The build-out and operation of global cloud computing infrastructure is a significant investment. Many cloud services providers today operate globally distributed services, which are best used in an environment where regulatory frameworks are globally interoperable and harmonized to the greatest extent possible. APEC and the EU are now discussing how "interoperability" might be achieved between the new APEC framework and contemplated European rule changes. We urge the U.S. and Japanese governments to press for early progress in these talks so that business and consumers of cloud services can have certainty and consistency with respect to what the expectations for privacy are globally. Progress here will also help to address the regulatory challenge of enforcement across national borders and lead to concrete steps toward establishing a model for global interoperability among privacy regimes.
(2) Information Security
Information security strategies for cloud computing need to protect the information received from users (consumers, businesses, and the cloud service providers that they connect with) and to preserve the integrity and security of the system that supports the services. In the case of cloud offerings deployed as a "service" on a network, most of the security resources are committed to protecting the network -- given its scale. Yet, for cloud operators, "information" security is also essential, since it is basic to maintaining the "trust" of users. For this reason, operators try to achieve the best mix of resources in line with costs to carry out a security policy directed to sustaining user trust.

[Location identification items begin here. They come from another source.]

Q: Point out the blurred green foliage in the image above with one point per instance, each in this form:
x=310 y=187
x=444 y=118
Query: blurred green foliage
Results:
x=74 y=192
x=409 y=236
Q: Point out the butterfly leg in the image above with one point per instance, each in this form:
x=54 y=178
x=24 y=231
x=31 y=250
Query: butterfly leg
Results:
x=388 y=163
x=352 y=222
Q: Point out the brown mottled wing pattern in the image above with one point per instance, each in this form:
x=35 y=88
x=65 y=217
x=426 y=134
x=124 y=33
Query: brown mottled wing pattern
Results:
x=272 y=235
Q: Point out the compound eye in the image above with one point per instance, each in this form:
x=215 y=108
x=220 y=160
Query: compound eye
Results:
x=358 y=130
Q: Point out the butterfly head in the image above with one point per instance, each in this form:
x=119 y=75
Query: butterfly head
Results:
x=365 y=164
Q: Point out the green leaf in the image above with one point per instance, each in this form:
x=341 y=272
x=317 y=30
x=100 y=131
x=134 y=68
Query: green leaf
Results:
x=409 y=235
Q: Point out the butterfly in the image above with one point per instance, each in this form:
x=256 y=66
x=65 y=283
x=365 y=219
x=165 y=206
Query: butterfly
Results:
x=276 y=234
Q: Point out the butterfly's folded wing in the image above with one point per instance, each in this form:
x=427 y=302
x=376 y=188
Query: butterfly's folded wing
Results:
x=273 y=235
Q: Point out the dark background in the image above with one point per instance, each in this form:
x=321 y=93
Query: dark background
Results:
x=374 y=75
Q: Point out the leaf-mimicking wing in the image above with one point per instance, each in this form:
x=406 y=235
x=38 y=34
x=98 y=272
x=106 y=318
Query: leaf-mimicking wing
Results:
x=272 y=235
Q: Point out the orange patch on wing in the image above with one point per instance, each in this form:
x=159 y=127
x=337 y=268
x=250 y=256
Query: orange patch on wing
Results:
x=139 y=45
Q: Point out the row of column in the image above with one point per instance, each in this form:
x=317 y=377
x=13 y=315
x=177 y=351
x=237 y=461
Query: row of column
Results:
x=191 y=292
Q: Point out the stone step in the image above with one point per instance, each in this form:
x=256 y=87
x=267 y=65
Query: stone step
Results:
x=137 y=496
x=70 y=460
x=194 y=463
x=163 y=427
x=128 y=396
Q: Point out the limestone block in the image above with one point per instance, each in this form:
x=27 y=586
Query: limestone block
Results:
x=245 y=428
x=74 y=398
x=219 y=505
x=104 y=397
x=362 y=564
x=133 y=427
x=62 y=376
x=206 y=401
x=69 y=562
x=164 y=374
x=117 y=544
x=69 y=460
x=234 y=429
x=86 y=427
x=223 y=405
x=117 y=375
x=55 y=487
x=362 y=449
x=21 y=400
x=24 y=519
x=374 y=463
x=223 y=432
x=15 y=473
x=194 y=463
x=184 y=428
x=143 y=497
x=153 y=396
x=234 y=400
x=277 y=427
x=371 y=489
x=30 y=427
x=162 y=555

Given the many diverse cloud services, users should have a range of information security choice, which assure differing levels of security based on cost. Of course, consumers need to be apprised of the appropriate security level for the type of cloud service they have selected. User protection and the development of a healthy cloud services industry require transparency about appropriate security levels, since from a technical perspective protecting information security on the cloud can involve issues that are qualitatively different from earlier security concerns related to use of the Internet.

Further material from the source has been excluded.